Takaichi Sanae Rally Boosts Japanese Stocks? Nomura: Short-term Momentum Fades, Focus Shifts to Key Indicator

Deep News
2025/10/10

The "Takaichi Sanae rally" is showing signs of cooling down.

At the beginning of this week, following Takaichi Sanae's election victory, the Nikkei 225 Index surged over 4% at one point, marking the largest single-day gain in months. However, the upward momentum has gradually subsided over subsequent days, entering a consolidation phase.

Meanwhile, "theme stocks" related to Takaichi Sanae's policies, after recovering from previous declines, are also showing signs of losing steam.

According to a report released by Nomura Securities on October 9, the core driver behind the market rally following Takaichi Sanae's victory stems from expectations of fiscal expansion rather than monetary easing. The sustainability of this "Takaichi rally" hinges not on economic policies themselves, but on whether the new government can maintain high approval ratings and political stability. Otherwise, historical reversal patterns may repeat.

Market dynamics reflect investors' cautious sentiment. Speculative investors such as Commodity Trading Advisors (CTAs) have built long positions in Japanese stocks exceeding 2 trillion yen, limiting room for further accumulation and shifting into "standby mode." Macro hedge funds have also paused their Japanese equity accumulation, indicating that incremental capital inflows may be limited in the near term.

Nomura's report emphasizes that future market direction will be determined at the political level. If new leader Takaichi Sanae can form a stable government and maintain high approval ratings, related stocks may continue their upward trajectory driven by overseas investors. Conversely, if political instability emerges, these stocks could likely repeat historical reversal patterns, particularly high-volatility stocks.

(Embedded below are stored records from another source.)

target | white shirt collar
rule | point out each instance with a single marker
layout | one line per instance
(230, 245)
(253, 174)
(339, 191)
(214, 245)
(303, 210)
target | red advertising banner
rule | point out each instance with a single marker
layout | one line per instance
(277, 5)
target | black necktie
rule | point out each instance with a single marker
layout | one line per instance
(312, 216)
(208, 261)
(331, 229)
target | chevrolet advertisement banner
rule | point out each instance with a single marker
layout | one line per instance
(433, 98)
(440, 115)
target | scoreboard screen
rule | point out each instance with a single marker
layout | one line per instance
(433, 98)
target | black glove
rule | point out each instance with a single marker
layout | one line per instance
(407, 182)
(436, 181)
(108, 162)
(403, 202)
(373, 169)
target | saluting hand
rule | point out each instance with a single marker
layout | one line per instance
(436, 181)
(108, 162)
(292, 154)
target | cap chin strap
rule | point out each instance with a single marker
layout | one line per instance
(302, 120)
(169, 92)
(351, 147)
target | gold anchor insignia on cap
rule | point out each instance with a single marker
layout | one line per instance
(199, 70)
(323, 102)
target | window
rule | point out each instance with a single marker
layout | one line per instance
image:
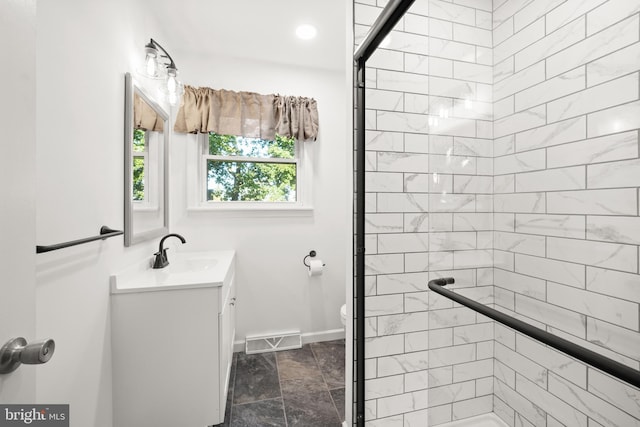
(145, 169)
(251, 172)
(139, 162)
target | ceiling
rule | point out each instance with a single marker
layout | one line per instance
(259, 29)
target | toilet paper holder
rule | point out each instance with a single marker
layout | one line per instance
(312, 254)
(16, 351)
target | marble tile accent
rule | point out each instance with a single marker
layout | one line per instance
(611, 390)
(564, 84)
(452, 12)
(403, 242)
(572, 178)
(589, 404)
(614, 65)
(403, 363)
(533, 11)
(615, 338)
(614, 147)
(383, 141)
(556, 133)
(615, 174)
(553, 360)
(609, 94)
(554, 316)
(520, 243)
(520, 162)
(613, 310)
(593, 202)
(519, 81)
(524, 285)
(613, 120)
(599, 254)
(566, 413)
(520, 203)
(609, 13)
(551, 225)
(553, 42)
(614, 229)
(544, 268)
(600, 44)
(519, 40)
(614, 283)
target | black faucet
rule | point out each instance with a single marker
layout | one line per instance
(161, 260)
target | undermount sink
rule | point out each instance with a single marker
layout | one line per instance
(185, 270)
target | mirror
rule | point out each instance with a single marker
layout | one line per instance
(146, 166)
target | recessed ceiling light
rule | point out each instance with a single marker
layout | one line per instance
(306, 32)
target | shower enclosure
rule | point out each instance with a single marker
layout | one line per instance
(496, 143)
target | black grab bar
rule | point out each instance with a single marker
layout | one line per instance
(612, 367)
(105, 233)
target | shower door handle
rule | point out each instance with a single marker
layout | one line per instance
(16, 351)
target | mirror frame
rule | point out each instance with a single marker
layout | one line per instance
(130, 236)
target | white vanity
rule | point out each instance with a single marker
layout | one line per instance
(172, 338)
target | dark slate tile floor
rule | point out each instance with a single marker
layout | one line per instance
(290, 388)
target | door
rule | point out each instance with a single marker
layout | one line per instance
(17, 189)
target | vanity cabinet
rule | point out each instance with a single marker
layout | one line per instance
(172, 350)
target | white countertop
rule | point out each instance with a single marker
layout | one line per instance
(185, 270)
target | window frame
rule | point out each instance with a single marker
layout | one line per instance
(150, 156)
(198, 193)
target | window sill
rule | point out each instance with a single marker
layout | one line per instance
(254, 211)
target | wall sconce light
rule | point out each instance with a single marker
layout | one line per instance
(173, 88)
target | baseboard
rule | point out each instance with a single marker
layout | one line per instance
(309, 337)
(329, 335)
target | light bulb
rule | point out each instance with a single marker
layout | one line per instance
(151, 66)
(306, 32)
(172, 84)
(173, 98)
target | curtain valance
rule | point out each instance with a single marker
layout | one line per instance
(246, 114)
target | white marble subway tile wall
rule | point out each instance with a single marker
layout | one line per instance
(460, 207)
(429, 212)
(567, 172)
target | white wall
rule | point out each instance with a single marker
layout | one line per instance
(274, 290)
(17, 217)
(84, 49)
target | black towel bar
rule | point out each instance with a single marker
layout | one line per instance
(612, 367)
(105, 233)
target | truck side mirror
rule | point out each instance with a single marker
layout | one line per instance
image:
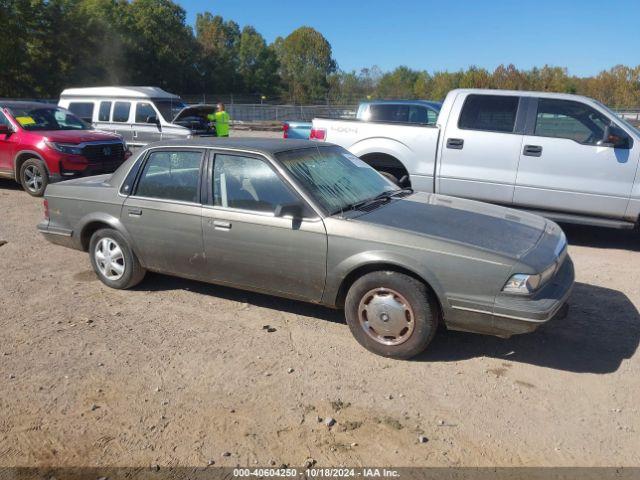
(614, 137)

**Expectations Retreating, Rally May Struggle to Continue**

The initial momentum of the "Takaichi rally" faces risks of dissipation. Nomura analyst Yoshitaka Suda points out that the current Japanese stock market rise driven by fiscal expansion expectations bears similarities to Germany's situation in March this year. At that time, Germany outperformed other developed markets for approximately two weeks due to fiscal policy adjustments, but the rally subsequently fizzled out.

The report suggests that Japan's expectation-driven stock market rally will likely weaken over time. The market has not shown overheating signs similar to the early stages of "Abenomics."

Nomura indicates that for Japanese stocks to gain further upward momentum, more concrete and visible progress may be needed, such as the formation of a governing coalition between the Liberal Democratic Party and the Democratic Party for the People (LDP-DPP), or at least policy coordination toward such an alliance.

**Speculative Forces Pause, CTAs and Hedge Funds Halt Momentum Chasing**

From a capital flow perspective, speculative investors have shifted from active buying to watchful waiting. Nomura's model estimates that CTAs' net long exposure in Japanese stocks exceeded 2 trillion yen last week, significantly limiting their potential for further net purchases at this stage. The report expects that unless the Nikkei 225 Index falls to around 46,400 points, CTAs will not reverse and exit their long positions.

Meanwhile, macro hedge funds also appear to be taking a breather, pausing their accumulation of long positions in Japanese equities. This is partly based on assumptions that the Bank of Japan will continue its interest rate hiking path to prevent excessive yen depreciation.

In foreign exchange markets, this week's yen weakness appears mainly driven by investors unwinding long yen positions. Nomura's analysis shows that speculators have not yet fully shifted toward long USD/JPY positions, and yen carry trades remain in a "subdued" state. This suggests that despite the stock market rebound, investors remain reserved about fully embracing a risk-on mode.

**Learning from History: Reversal Risks After Political Honeymoon**

Historical data provides important reference points for the future trajectory of "Takaichi theme stocks." Nomura conducted an event study of market performance following new government formations since Koizumi Junichiro's administration in 2001, revealing clear patterns.

First, within one to two weeks following House of Representatives elections or LDP presidential elections, theme stocks related to new leaders' policies typically outperform the broader market. Second, these stocks often experience reversal declines over the subsequent three months.

However, this pattern has two notable exceptions: the Koizumi Junichiro government and Abe Shinzo's second administration. After initial strong performance, related stocks entered plateau phases lasting two to three months before outperforming the market again. The report notes that both exceptions shared the common characteristic of governments maintaining solid high approval ratings.

Based on historical analysis, Nomura believes that Takaichi Sanae's government approval ratings will be the core determinant of related stocks' fate. If new leader Takaichi Sanae can form a stable government and maintain high approval ratings, related theme stocks may replicate the sustained upward momentum of the Koizumi and Abe eras, led by overseas investors.

Conversely, if Japanese politics, particularly Takaichi's leadership position within the party, becomes unstable, the market will likely repeat patterns seen during most past government tenures—theme stocks experiencing reversals, with high-volatility stocks showing particularly significant declines.